Performance Optimization

This page provides guidance on optimizing lpjg2nc2’s performance for different environments and dataset sizes.

Parallelization Parameters

lpjg2nc2 uses a two-level parallelization strategy:

Outer Parallelization (-j or --jobs) Controls how many output patterns are processed in parallel. For example, if you have multiple output types (vegc.out, soilc.out, etc.), this parameter determines how many are processed concurrently.
Inner Parallelization (--inner-jobs) Controls the number of parallel jobs for processing variables within each output pattern.
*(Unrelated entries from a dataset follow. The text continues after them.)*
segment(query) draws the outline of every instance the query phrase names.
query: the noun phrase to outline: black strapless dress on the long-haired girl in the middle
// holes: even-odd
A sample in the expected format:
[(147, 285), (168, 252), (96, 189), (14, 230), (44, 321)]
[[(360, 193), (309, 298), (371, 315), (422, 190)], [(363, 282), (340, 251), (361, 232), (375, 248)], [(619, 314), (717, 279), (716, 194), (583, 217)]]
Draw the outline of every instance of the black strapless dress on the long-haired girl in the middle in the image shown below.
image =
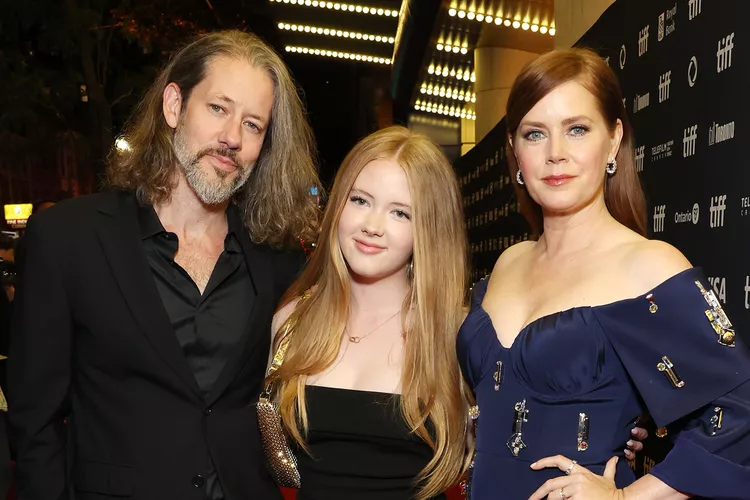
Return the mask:
[(433, 453), (409, 432), (398, 394), (307, 386), (306, 396), (312, 456), (297, 450), (298, 500), (413, 498)]

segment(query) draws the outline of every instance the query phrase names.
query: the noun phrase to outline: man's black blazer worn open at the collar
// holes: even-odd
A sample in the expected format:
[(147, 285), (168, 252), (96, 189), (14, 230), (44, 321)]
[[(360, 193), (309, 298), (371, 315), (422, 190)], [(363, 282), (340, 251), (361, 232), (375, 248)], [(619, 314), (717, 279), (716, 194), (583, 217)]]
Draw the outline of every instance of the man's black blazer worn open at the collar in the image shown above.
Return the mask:
[[(34, 215), (21, 242), (9, 402), (19, 500), (205, 500), (209, 452), (228, 500), (281, 498), (255, 402), (297, 255), (241, 244), (257, 296), (204, 398), (142, 250), (133, 194)], [(64, 424), (64, 419), (68, 424)]]

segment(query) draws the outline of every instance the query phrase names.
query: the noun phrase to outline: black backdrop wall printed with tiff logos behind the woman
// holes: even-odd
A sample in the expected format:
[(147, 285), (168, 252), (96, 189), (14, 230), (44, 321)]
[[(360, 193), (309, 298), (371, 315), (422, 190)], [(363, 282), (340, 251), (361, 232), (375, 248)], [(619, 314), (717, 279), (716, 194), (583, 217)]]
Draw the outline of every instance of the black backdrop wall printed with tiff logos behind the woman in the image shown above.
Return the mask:
[[(650, 237), (704, 269), (750, 343), (750, 1), (618, 0), (581, 38), (614, 70), (636, 138)], [(747, 135), (745, 135), (747, 134)], [(475, 278), (533, 237), (510, 182), (505, 120), (455, 162)], [(654, 432), (651, 433), (655, 435)], [(652, 437), (631, 464), (668, 451)]]

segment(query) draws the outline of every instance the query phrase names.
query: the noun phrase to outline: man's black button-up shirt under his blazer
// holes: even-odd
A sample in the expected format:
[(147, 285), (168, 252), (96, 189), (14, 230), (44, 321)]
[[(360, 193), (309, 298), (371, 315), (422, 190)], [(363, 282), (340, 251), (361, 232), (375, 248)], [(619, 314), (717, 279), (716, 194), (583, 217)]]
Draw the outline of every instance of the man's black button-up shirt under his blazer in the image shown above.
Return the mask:
[[(152, 206), (140, 208), (139, 222), (143, 249), (175, 336), (193, 369), (198, 387), (208, 397), (245, 333), (255, 300), (239, 241), (239, 235), (245, 230), (242, 220), (237, 208), (230, 205), (224, 251), (203, 294), (190, 275), (174, 261), (179, 248), (177, 235), (164, 229)], [(211, 457), (209, 464), (210, 470), (205, 471), (206, 498), (223, 499)], [(203, 486), (202, 479), (196, 488)]]

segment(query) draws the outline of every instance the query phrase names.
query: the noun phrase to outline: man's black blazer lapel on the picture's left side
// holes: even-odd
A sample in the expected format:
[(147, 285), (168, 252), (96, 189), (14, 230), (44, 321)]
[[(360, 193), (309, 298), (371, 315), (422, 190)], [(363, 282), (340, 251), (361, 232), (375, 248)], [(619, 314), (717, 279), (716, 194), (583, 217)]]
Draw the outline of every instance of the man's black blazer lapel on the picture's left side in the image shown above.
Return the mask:
[(128, 308), (164, 363), (198, 398), (203, 393), (174, 335), (141, 246), (135, 196), (100, 209), (99, 241)]

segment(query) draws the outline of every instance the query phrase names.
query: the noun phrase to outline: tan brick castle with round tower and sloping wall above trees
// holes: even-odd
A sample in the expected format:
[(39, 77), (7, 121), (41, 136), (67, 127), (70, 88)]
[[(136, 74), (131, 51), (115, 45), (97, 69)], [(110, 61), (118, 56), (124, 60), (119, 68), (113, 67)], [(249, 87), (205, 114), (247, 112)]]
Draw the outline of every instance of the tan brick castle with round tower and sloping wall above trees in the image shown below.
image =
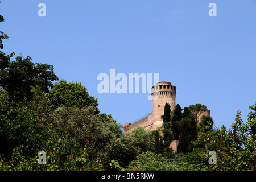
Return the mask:
[[(137, 126), (144, 127), (148, 130), (156, 130), (163, 124), (163, 118), (161, 116), (164, 114), (164, 106), (166, 102), (170, 104), (171, 111), (175, 109), (176, 86), (171, 85), (170, 82), (162, 81), (156, 83), (156, 85), (152, 86), (151, 88), (151, 96), (153, 102), (153, 112), (134, 123), (123, 124), (123, 130), (125, 131), (125, 133), (129, 133)], [(202, 115), (210, 115), (210, 110), (207, 109), (200, 115), (197, 115), (197, 118), (199, 118), (199, 122)]]

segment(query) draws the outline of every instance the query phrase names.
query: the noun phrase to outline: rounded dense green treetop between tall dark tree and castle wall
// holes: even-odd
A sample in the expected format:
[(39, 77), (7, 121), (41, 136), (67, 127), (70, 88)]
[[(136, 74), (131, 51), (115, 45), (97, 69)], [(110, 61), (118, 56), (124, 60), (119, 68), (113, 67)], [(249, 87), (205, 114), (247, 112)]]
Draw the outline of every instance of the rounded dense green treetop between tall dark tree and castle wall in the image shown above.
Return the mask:
[[(67, 82), (66, 80), (60, 80), (54, 84), (54, 88), (48, 94), (51, 101), (51, 108), (57, 109), (58, 107), (73, 107), (76, 106), (79, 109), (85, 106), (98, 106), (97, 98), (89, 96), (85, 86), (82, 86), (81, 82)], [(95, 114), (99, 114), (98, 108), (96, 108)]]

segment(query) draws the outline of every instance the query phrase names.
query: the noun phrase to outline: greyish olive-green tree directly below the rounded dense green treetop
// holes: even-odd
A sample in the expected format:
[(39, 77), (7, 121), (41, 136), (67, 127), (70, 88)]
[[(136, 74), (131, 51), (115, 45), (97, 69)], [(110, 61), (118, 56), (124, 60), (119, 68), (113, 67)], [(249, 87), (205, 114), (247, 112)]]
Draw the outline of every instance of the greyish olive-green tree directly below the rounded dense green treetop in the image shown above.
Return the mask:
[[(67, 132), (67, 137), (77, 135), (82, 145), (85, 140), (89, 140), (92, 146), (96, 147), (98, 137), (102, 131), (102, 123), (97, 115), (94, 115), (96, 107), (59, 107), (52, 114), (49, 125), (53, 126), (57, 132)], [(91, 150), (96, 148), (92, 147)]]

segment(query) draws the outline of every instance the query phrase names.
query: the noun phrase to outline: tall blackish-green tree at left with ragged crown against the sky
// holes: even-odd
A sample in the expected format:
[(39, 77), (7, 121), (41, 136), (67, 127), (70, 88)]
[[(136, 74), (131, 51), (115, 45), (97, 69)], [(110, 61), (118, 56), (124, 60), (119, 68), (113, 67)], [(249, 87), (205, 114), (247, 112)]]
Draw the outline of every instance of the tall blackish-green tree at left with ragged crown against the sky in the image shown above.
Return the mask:
[(16, 102), (31, 101), (34, 93), (32, 86), (39, 86), (44, 92), (53, 88), (53, 81), (59, 78), (53, 72), (53, 66), (48, 64), (32, 63), (31, 57), (16, 57), (15, 53), (5, 55), (0, 52), (0, 88), (5, 89), (11, 100)]

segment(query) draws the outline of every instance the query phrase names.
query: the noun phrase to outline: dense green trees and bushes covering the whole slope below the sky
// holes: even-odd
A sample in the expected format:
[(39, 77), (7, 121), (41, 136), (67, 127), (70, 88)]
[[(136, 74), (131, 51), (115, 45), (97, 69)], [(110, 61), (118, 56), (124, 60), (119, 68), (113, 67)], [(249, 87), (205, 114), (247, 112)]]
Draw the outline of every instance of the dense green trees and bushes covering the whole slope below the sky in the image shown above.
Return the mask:
[[(8, 36), (0, 34), (2, 49)], [(177, 104), (171, 112), (166, 104), (160, 129), (124, 134), (81, 83), (14, 55), (0, 51), (0, 170), (255, 170), (256, 104), (246, 123), (238, 110), (230, 129), (214, 127), (209, 115), (199, 123), (204, 105)], [(46, 164), (39, 165), (39, 151)], [(209, 164), (209, 151), (216, 164)]]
This affects how many variables are processed simultaneously within a single file type.

Memory Usage Considerations

The memory usage of lpjg2nc2 is primarily affected by:

Number of parallel jobs: Higher values for -j and --inner-jobs will increase memory usage.
Chunk size: The --chunk-size parameter controls how many data points are processed at once.

Memory usage can be approximated as:

\[\text{Memory (GB)} \approx \text{jobs} \times \text{inner-jobs} \times \text{chunk-size} \times 8 \times 10^{-9}\]

Recommended Settings

Based on extensive testing, here are recommended settings for different environments:

Environment	–jobs (-j)	–inner-jobs	–chunk-size
Desktop (16GB RAM)	4	8	25000
Workstation (32GB RAM)	8	16	50000
HPC Node (128GB+ RAM)	8	64	75000

Performance Benchmarks

The following benchmarks show performance improvements from the vectorized implementation compared to the original point-by-point implementation:

Dataset Size	Original (vars/s)	Vectorized (v/s)	Speedup
Small (~1GB)	~1.30	~8.5	6.5×
Medium (~10GB)	~1.25	~25.5	20.4×
Large (~100GB)	~0.90	~18.2	20.2×

Vectorization improvements are particularly significant for larger datasets. The optimizations include:

Replacing point-by-point operations with NumPy’s vectorized operations
Optimizing time index creation with more efficient data structures
Using efficient hashing for coordinate matching
Chunking large arrays to balance memory usage and performance

Profiling the Conversion Process

When running with the verbose flag (-v), lpjg2nc2 provides timing information for different stages of the conversion process:

Processing variables: 100%|█████████████████████████| 8/8 [00:46<00:00, 5.87s/it]
Processed all 8 variables, stored in dataset: ['co2', 'par', 'LW', 'precip', 'airT', 'soilT', 'surfW', 'deepW']
Creating xarray dataset with 1D coordinates...
Creating xarray dataset with complete grid expansion...
Expanding from 24521 processed points to 88838 total grid points...
    Building optimized grid mapping with efficient hashing...
    Created mapping in 0.75 seconds
    Found 24501 matching points between processed and full grid
    Expanding variables to full grid...
Preserved all variables in dataset: ['co2', 'par', 'LW', 'precip', 'airT', 'soilT', 'surfW', 'deepW']
Coordinate processing completed in 50.05 seconds
    Grid expansion took 1.19 seconds
    Final grid has 88838 points with 24501 data points
    Expansion speed: 74525 points/sec

⏱️ Total processing time: 89.19 seconds (1.49 minutes)

This information can help identify bottlenecks and optimize settings for your specific dataset.